HTTP#

HTTP (Hypertext Transfer Protocol) is a plain-text protocol used for communicating with a web server and retrieving information, this information could be things such as HTML pages, CSS, JavaScript, images etc.

Developed by Tim Berners-Lee and his team between 1989-1991
This protocol relies on TCP and defines how your web browser communicates with the web servers.
The HTTP spec ↗

HTTPS (Hypertext Transfer Protocol Secure) is the secure, encrypted version of the standard HTTP protocol.

It uses Transport Layer Security (TLS) to scramble data in transit, ensuring third parties cannot read it.
HTTP and HTTPS commonly use TCP ports 80 and 443.

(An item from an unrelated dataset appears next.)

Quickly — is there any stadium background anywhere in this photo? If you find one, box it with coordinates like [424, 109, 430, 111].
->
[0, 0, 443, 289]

After resolving the domain name to an IP address, the client will carry out the following two steps:

Establish a TCP three-way handshake with the target server
Communicate using the HTTP protocol; for example, issue HTTP requests, such as GET / HTTP/1.1

attachments/HTTP-img-202510091530

HTTP URL Structure#

URL : Uniform Resource Locator

http://user:password@example.com:80/fruits?id=1#apple
  |        |            |        |       |      |   |
scheme   user      Host/Domain  port   Path  Query Fragment

plaintext

Scheme: This is the portion of the URL that designates the underlying protocol to be used (for example, HTTP, FTP); it is followed by a colon and two forward slashes ( // ).
User: Some services require authentication to log in, you can put a username and password into the URL to log in.
Host: This is the IP address (numeric or DNS-based) for the web server being accessed; it usually follows the colon and two forward slashes.
Port: This optional portion of the URL designates the port number to which the target web server listens. (The default port number for HTTP servers is 80, but some configurations are set up to use an alternate port number.)
Path: This is the path from the “root” directory of the server to the desired resource. In this case, you can see that there is a directory called dir. (Keep in mind that, in reality, web servers may use aliasing to point to documents, gateways, and services that are not explicitly accessible from the server’s root directory.)
Path-segment-params: This is the portion of the URL that includes optional name/value pairs (that is, path segment parameters). A path segment parameter is typically preceded by a semicolon (depending on the programming language used), and it comes immediately after the path information. Path segment parameters are not commonly used. In addition, it is worth mentioning that these parameters are different from query-string parameters (often referred to as URL parameters ).
Query-string: This optional portion of the URL contains name/value pairs that represent dynamic parameters associated with the request. These parameters are commonly included in links for tracking and context-setting purposes. They may also be produced from variables in HTML forms. Typically, the query string is preceded by a question mark. Equals signs (=) separate names and values, and ampersands ( & ) mark the boundaries between name/value pairs.
Fragment: This is a reference to a location on the actual page requested. This is commonly used for pages with long content and can have a certain part of the page directly linked to it, so it is viewable to the user as soon as they access the page. (eg: example.com/#heading1)

HTTP Messages#

HTTP messages are packets of data exchanged between a user (the client) and the web server.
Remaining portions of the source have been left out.